12. The computer-assisted robotic surgery system (100) of claim 11, wherein the computer instructions are executed to apply, using the robotic arm (112), control forces to the patient region (104) based on the determined position, angle, and velocity for the one of the medical tools (113) while the robotic surgical apparatus is engaged with the patient region.

13. The computer-assisted robotic surgery system (100) of claim 11, wherein the sensor data includes one or more of position, angle, force, torque, audio data, haptic data.

14. The computer-assisted robotic surgery system (100) of claim 11, wherein the angle is acquired based on an angle sensor coupled to an x-ray.

15. The computer-assisted robotic surgery system (100) of claim 11, wherein the position is acquired based on fiducial markers (421) disposed around the patient region (104).
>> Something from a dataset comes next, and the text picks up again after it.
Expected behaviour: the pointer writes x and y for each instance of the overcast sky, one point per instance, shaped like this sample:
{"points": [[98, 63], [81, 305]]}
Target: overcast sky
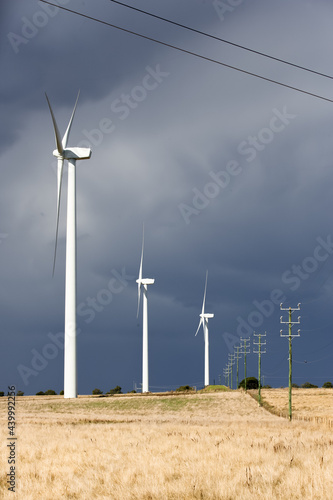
{"points": [[228, 173]]}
16. The computer-assisted robotic surgery system (100) of claim 11, wherein the image training data is determined based on medical images that are annotated and classified by one or more medical providers (438).

17. The computer-assisted robotic surgery system (100) of claim 11, wherein the neural network model is trained using reinforcement learning based, at least in part, on the image training data that is annotated and classified by the one or more medical providers (438).

18. The computer-assisted robotic surgery system (100) of claim 11, wherein the model is determined using a convolutional neural network.

19. The computer-assisted robotic surgery system (100) of claim 11, wherein the model is a generative model trained via an adversarial learning process (GAN learning).

20. The computer-assisted robotic surgery system (100) of claim 11, wherein the model is refined by simulating segmentation of vertebral bodies.